2月にニューヨークの綿花相場が1ポンドあたり2ドルを突破して、綿花高騰が止まらない。また羊毛も高騰を続けており、23年ぶりの高値となっているという。

ウールマークのHPに
3月4日付けで「豪州:23年ぶりに13豪ドル台乗せ、1,307豪セントで引ける」と題した記事が掲載されている。

http://www.wool.co.jp/news/woolprices/woolprices.html

記事によると

予想通り中国・イタリアを中心とする競合が激化、中~太番手や紡毛用原料も全面高の展開となり、AWEX東部市場価格指標(EMI)は前週比21豪セント続伸して1,307豪セントと、ついに13豪ドル台に乗せた。
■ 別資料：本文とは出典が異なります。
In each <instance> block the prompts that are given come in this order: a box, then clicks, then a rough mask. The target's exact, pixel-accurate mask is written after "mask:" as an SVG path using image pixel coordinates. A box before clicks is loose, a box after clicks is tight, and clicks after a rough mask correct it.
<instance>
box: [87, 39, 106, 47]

1988年5月第2週以降の最高水準で、史上最高値(88年4月第3週)まで25豪セントに迫っている。

とのことである。

しかし、原料は高騰しているものの、アパレル製品は一向に値上がりする気配もない。

つい先日、某経済雑誌記者とお話させていただいたのだが、彼らによると「アパレル各社に値上げを訪ねても『昨年と商品のデザインが異なりますからね~、一概には比べられません~』とのらりくらりの返事しか返って来ないです」という。
たしかにアパレルの製品は、よほどの定番商品を除いて毎シーズンデザインが変更される。だから、昨シーズンの商品とは単純に価格を比較できない。これは正論であるが、正論を隠れ蓑に使った「逃げ口上」だと見なして差支えないだろう。

例えば、カジュアルパンツは約200円値上がりします。とか、カットソー類はだいたい100円前後の値上げとなりました。という言い方は可能である。それをしないということは、アパレルが製品を値上げする気がないということである。また、製造業者にしわ寄せするつもりだろうか?

某業界団体の役員が1カ月ほど前に「なぜ大手マスコミはアパレル製品値上げの報道をしないのか。食料品は報道されているのに」と息巻いておられたが見当違いもはなはだしい。なぜなら、食料品メーカーはそろって「製品の値上げ」をきちんと発表しているからである。コーヒーを一例に挙げると、AGFやネスレなどの大手がそろってコーヒーの値上げを発表している。大手数社が発表をすればマスコミは「コーヒーは値上げ」と報道するわけである。

某役員には申し訳ないが、アパレル業界でキチンと「値上げ」を発表した大手があっただろうか?記憶する限りはない。例えばユニクロとワールドとオンワードとイトキン、ファイブフォックスあたりが値上げを発表すればマスコミは「アパレル製品値上げ」を報道する。反対に「値上げ」を発表していないのに、マスコミ各社が「アパレル製品値上げ」のキャンペーンを張ることはできないし、わざわざキャンペーンを自主的に張るほど、マスコミはアパレル業界に恩義も感じていない。

いずれにせよ、マスコミにアパレル製品値上げを採り上げてほしいのならば、大手アパレルがきちんと値上げを発表すべきである。